The subjects tackled have, however, become much less taboo – and the risk in reviving ‘da Kink is that the short-ish monologue takes might end up feeling perfunctory in the wake of more recent plays (and other media) that have delved more deeply into them and from up-to-date angles.

So, it’s useful to keep in mind while watching that this play is 20(ish) years old and marked the self-produced debut of a new theatrical voice at a time when Black voices were definitely not regularly centred in Canadian theatre. Ultimately, I think both the marketing of the show as an anniversary production and the way Mengesha subtly places the monologues in a separate world from the updated rest of the production does that trick without fully treating it as a “period piece.”

The joyful highlight of the evening is still to be found from elderly Miss Enid (Obsidian Theatre founding member Satori Shakoor) and her tale of a culinary adventure and sexual awakening that followed in the wake of her husband’s death.

As for the dramatic, shake-you-to-your-core apex, it remains the story of Stacey-Anne (d’bi.young anitafrika), a young girl who has come from Jamaica to Canada to join her mother and her new partner mid-winter.

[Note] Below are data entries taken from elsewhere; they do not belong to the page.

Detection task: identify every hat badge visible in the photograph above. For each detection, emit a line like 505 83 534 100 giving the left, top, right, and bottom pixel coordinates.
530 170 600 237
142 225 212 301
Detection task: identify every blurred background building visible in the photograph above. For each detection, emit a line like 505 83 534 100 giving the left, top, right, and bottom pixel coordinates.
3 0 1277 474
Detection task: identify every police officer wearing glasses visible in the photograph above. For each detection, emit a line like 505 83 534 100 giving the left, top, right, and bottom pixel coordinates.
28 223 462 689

In terms of the most scorching performances ever seen on a Toronto stage, d’bi.young’s in this role is right up there – and it’s wonderful to get another opportunity to witness it so many years on. They remain an incredibly alive performer, and even steal other scenes where they play more minor comic characters.

Stacey-Anne’s monologue and the dub poem that follows (which d’bi.young wrote) best exemplifies the double-whammy of hurt and healing that makes ‘da Kink so powerful for such a wide spectrum of audience members – even for this theatre critic, for whom the references to Black hair styles, products and treatments go over my white, male head.

The passage of time allows ‘da Kink in My Hair to be seen as a powerful part of a continuum of North American Black theatre that has found original ways to place individual stories in a collective context, from the choreopoems of Ntozake Shange’s for colored girls who have considered suicide / when the rainbow is enuf in the 1970s to the filmed monodramas of Obsidian Theatre’s 21 Black Futures in the 2020s.

One final note: Designer Joanna Yu’s set fits the unusual and daunting stage of the Bluma Appel perfectly – paying homage to the real Eglinton West with a photorealistic backdrop and layering over a salon that is also an agora and seems to honour the theatre space’s origin as a Greek-style amphitheatre. Maybe the St. Lawrence Centre doesn’t need to be renovated, but just needs to hire Yu to design all its shows?